⑤短縮転位とは、すれ違うように移動し重なったものをいう。

 

 

 

 

 

問題75 手技療法が可能となるのはどれか。

1.浮腫部
2.発疹部
3.創傷部
4.腫瘍部

答え.1

解説

手技療法とは?

手技療法とは、一切の薬や道具を使わずに手で施術を行うものである。手技によって筋肉をほぐすことで、血流の改善を期待できる。血流がよくなることで、身体の痛み、こり感の原因とされる老廃物の排出が促されると考えられる。また、手技療法には神経の興奮を沈める効果も期待できるため、肩こり、腰痛といった身体の痛み、こり感の解消に効果的だといえる。

1.〇 正しい。浮腫部は、手技療法が可能となる。
浮腫とは、液体が体組織に溜まる状態を指す。手技療法の特にリンパマッサージ(リンパドレナージ)が有効である。

2.× 発疹部
発疹とは、ウイルス感染やかぶれ、じんましんのように急に出る皮ふの変化をいう。
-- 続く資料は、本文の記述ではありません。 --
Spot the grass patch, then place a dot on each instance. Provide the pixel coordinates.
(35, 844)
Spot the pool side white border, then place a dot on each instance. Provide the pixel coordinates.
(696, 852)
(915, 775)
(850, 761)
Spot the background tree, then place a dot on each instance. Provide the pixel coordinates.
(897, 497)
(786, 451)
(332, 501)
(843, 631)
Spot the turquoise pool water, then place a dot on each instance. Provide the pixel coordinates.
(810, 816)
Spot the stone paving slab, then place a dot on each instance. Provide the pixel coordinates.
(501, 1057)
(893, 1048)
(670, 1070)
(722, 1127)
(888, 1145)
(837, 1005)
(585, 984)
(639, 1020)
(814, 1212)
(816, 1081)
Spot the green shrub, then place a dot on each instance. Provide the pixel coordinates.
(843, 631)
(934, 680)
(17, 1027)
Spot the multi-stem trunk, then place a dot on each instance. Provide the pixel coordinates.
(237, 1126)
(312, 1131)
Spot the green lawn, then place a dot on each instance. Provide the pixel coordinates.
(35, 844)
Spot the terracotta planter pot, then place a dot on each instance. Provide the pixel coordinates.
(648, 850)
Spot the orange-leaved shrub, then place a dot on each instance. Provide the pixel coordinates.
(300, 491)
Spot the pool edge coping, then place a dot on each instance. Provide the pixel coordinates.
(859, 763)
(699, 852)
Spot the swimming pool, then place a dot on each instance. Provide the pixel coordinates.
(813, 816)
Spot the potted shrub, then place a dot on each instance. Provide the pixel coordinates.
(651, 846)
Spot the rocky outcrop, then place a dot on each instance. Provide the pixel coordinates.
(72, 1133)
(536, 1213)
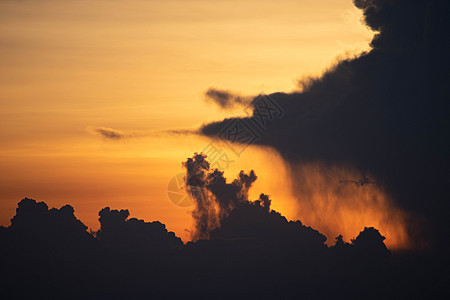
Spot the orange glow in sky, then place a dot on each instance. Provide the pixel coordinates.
(142, 67)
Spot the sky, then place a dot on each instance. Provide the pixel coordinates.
(141, 68)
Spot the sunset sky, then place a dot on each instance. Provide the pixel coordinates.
(142, 68)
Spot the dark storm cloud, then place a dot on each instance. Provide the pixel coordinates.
(214, 198)
(384, 112)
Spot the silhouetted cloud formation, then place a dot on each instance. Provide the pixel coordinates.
(384, 112)
(214, 197)
(226, 99)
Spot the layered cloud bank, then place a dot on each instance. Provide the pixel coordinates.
(384, 113)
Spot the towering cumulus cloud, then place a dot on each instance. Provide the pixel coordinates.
(384, 113)
(214, 197)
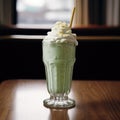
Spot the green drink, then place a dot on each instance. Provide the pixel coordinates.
(59, 58)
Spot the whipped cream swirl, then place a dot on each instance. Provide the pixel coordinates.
(61, 33)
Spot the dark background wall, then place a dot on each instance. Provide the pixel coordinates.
(95, 59)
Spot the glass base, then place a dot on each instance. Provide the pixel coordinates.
(59, 102)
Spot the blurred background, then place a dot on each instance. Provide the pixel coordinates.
(44, 12)
(24, 23)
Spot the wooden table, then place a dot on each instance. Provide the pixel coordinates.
(95, 100)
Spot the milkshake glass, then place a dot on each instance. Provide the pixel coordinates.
(59, 57)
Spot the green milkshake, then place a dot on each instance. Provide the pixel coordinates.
(59, 57)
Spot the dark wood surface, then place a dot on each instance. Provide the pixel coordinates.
(95, 100)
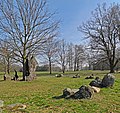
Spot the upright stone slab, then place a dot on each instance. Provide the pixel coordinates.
(108, 80)
(1, 103)
(32, 68)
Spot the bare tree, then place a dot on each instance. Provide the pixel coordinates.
(6, 54)
(27, 23)
(49, 51)
(79, 57)
(70, 56)
(103, 32)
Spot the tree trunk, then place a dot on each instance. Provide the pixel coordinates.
(112, 67)
(8, 66)
(63, 69)
(24, 70)
(50, 69)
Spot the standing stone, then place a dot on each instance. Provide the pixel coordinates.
(1, 103)
(32, 68)
(108, 80)
(83, 93)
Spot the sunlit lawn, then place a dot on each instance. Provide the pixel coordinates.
(37, 95)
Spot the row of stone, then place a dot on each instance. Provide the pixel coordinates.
(87, 91)
(12, 107)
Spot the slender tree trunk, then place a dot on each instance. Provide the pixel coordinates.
(8, 66)
(112, 69)
(50, 69)
(63, 69)
(24, 69)
(112, 66)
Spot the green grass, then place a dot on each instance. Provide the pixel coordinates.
(37, 95)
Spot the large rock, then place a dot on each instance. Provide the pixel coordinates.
(16, 106)
(96, 82)
(108, 80)
(58, 75)
(83, 93)
(67, 92)
(76, 76)
(1, 103)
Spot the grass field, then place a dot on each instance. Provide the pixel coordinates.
(37, 95)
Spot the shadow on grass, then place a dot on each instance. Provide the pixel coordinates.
(2, 80)
(58, 97)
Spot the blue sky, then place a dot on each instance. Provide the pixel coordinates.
(72, 13)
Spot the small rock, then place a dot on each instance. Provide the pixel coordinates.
(96, 89)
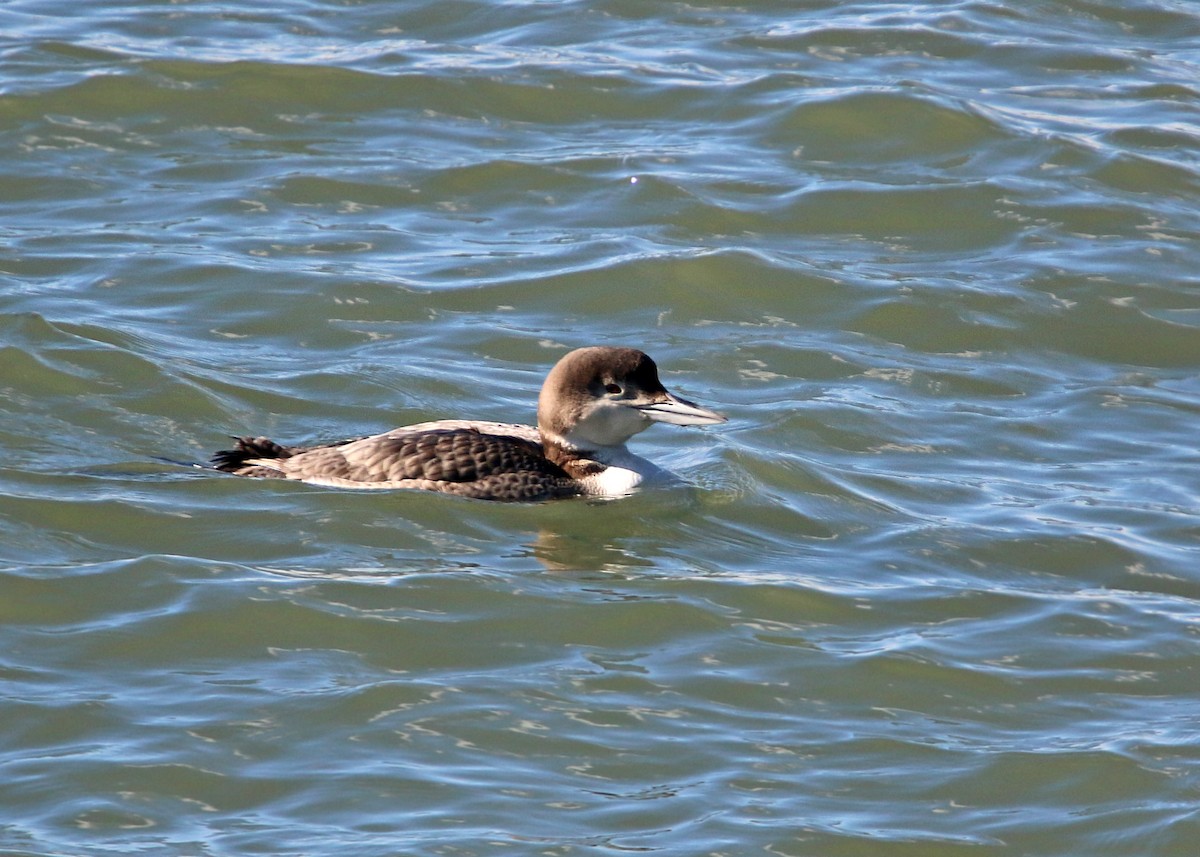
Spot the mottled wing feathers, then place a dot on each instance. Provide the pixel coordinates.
(461, 461)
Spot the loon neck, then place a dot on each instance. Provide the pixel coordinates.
(569, 456)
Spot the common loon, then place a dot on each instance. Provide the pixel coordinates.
(592, 402)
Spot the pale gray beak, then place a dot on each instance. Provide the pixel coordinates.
(679, 412)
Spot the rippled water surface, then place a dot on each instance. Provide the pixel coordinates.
(934, 591)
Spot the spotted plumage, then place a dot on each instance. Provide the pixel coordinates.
(592, 402)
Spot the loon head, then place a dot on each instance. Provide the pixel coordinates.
(601, 396)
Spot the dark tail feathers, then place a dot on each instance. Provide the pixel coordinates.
(247, 449)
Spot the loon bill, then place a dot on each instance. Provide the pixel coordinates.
(592, 402)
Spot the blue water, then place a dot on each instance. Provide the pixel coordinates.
(931, 592)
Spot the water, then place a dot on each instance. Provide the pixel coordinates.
(933, 591)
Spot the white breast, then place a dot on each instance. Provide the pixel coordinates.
(623, 474)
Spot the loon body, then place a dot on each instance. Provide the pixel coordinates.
(592, 402)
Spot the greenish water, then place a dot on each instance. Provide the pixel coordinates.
(934, 591)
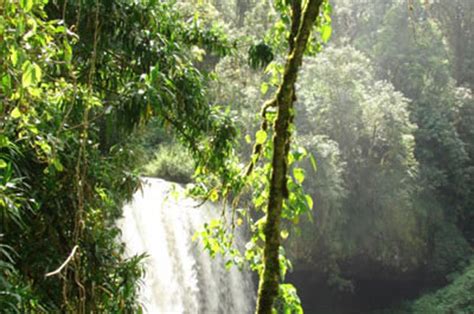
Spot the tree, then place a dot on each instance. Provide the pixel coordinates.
(303, 19)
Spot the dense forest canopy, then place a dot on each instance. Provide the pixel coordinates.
(355, 119)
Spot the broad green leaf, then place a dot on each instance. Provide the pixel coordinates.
(248, 139)
(14, 56)
(260, 136)
(299, 173)
(26, 5)
(16, 113)
(326, 31)
(264, 88)
(4, 141)
(309, 201)
(57, 164)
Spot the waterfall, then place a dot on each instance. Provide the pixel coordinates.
(179, 276)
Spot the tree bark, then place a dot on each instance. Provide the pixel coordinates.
(284, 99)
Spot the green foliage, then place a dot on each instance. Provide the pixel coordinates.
(450, 252)
(457, 297)
(70, 103)
(366, 167)
(171, 162)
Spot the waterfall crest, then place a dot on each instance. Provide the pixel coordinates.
(180, 277)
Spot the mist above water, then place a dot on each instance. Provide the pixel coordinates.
(179, 276)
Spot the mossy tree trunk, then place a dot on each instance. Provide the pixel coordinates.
(303, 21)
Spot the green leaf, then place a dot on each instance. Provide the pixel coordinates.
(57, 164)
(16, 113)
(299, 173)
(260, 136)
(26, 5)
(264, 88)
(4, 141)
(326, 31)
(31, 74)
(248, 140)
(313, 162)
(14, 56)
(309, 201)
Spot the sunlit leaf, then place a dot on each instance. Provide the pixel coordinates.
(260, 136)
(16, 113)
(299, 174)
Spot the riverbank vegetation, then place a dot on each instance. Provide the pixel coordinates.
(96, 93)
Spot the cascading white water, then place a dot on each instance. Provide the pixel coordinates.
(180, 277)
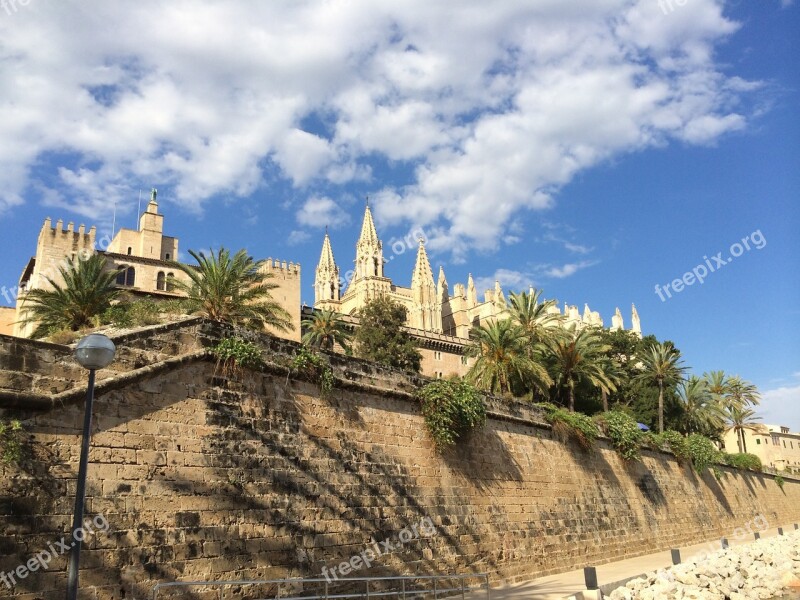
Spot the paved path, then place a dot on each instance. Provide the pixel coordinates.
(562, 585)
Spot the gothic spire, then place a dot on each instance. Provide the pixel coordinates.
(326, 259)
(369, 235)
(423, 275)
(326, 280)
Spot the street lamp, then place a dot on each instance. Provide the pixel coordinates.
(93, 352)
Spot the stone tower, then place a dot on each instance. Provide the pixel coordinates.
(426, 311)
(326, 281)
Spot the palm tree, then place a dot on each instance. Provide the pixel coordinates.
(702, 411)
(581, 355)
(503, 359)
(717, 383)
(741, 419)
(532, 316)
(324, 329)
(742, 393)
(661, 364)
(232, 289)
(86, 292)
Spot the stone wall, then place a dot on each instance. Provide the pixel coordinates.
(202, 477)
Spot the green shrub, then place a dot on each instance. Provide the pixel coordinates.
(744, 461)
(624, 432)
(570, 425)
(672, 441)
(235, 354)
(702, 452)
(451, 409)
(11, 433)
(312, 366)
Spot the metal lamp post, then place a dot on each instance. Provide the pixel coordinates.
(93, 352)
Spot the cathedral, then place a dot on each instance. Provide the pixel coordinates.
(440, 321)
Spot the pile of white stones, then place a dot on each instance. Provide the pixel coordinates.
(759, 570)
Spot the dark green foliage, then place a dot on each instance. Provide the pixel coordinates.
(670, 440)
(86, 292)
(235, 354)
(702, 452)
(623, 431)
(11, 433)
(312, 366)
(639, 398)
(570, 425)
(232, 289)
(744, 461)
(451, 408)
(381, 338)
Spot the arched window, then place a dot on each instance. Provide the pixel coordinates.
(130, 276)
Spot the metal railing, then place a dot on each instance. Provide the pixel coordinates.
(442, 587)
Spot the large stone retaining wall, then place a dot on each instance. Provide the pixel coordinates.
(203, 478)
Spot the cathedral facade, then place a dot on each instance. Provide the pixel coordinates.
(439, 320)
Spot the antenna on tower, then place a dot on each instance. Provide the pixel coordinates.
(139, 209)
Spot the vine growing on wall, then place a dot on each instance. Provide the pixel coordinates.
(623, 431)
(11, 433)
(310, 365)
(570, 425)
(451, 409)
(235, 354)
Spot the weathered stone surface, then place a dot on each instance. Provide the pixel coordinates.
(203, 478)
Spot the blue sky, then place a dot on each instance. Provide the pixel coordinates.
(592, 148)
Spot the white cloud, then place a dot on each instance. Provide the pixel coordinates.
(321, 211)
(492, 110)
(781, 406)
(297, 237)
(568, 269)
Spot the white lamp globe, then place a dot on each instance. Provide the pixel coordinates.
(95, 351)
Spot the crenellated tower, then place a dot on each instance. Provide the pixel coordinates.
(426, 311)
(326, 281)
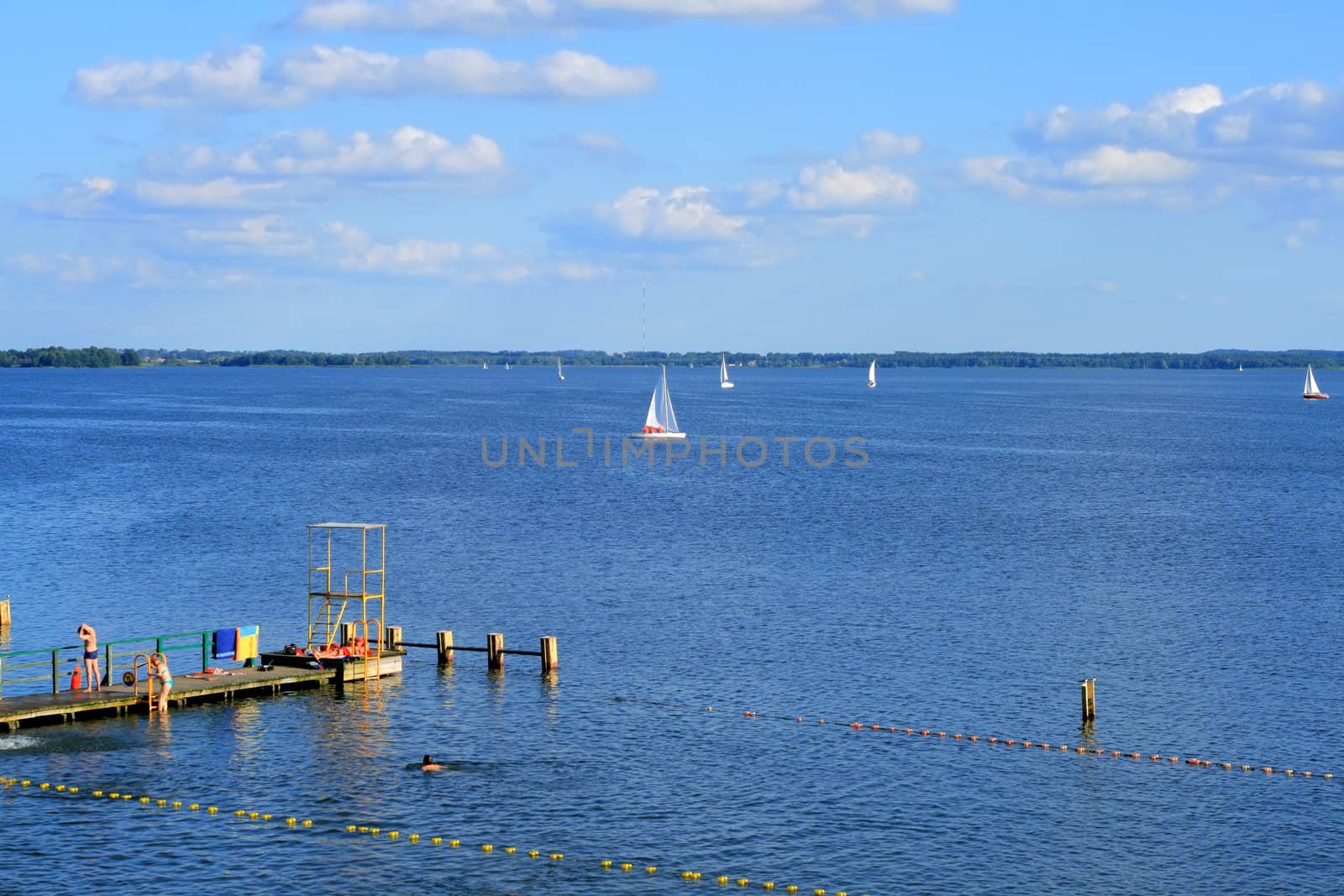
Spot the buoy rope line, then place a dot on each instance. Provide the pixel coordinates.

炎症部への手技療法は、症状を悪化させる可能性がある。

3.× 創傷部
創傷部(傷や損傷がある領域)に対する手技療法は、創傷の感染リスクや、創傷治癒過程を阻害する可能性もある。

4.× 腫瘍部
腫瘍部に対する手技療法は、腫瘍の成長を促進したり、特にがんの場合は、転移(がん細胞が他の体の部位に広がること)のリスクを高める。

リンパ浮腫とは

リンパ浮腫とは、がんの治療部位に近い腕や脚などの皮膚の下に、リンパ管内に回収されなかった、リンパ液がたまってむくんだ状態のことをいう。つまり、リンパ浮腫以外の浮腫を惹起する疾患や、癌の転移・再発が除外される必要がある。治療は、複合的理学療法といわれ、以下の4つの治療を組み合わせながら行う。①リンパドレナージ、②圧迫療法、③圧迫下における運動療法、④スキンケアである。リンパ液を流してあげることで突っ張った皮膚を緩め、硬くなった皮膚を柔らかくする。この状態で弾性包帯を巻いたり、スリーブといわれるサポーターのようなものや、弾性ストッキングを着用し、リンパの流れの良い状態を保ち、さらにむくみを引かせて腕や脚の細くなった状態を保つ。そして、圧迫した状態でむくんだ腕や脚を挙上する、動かすことでさらにむくみを軽減・改善をはかる。

【国際リンパ学会によるリンパ浮腫の重症度分類】
Stage 0(潜在性):リンパ循環不全はあるが、臨床的に症状のないもの
StageⅠ(可逆性):タンパク濃度の比較的高い(静脈などに比較して)浮腫液の早期の貯留で、患肢挙上で改善する圧窩性(押すとへこむ)浮腫。
StageⅡ(非可逆性):患肢挙上のみでは腫脹が改善しない、皮膚の硬い非圧窩性の浮腫。
StageⅢ(象皮病):象皮病で非圧窩性。皮膚の肥厚、脂肪の沈着、疣贅(いぼ)の増殖などの皮膚変化を認める。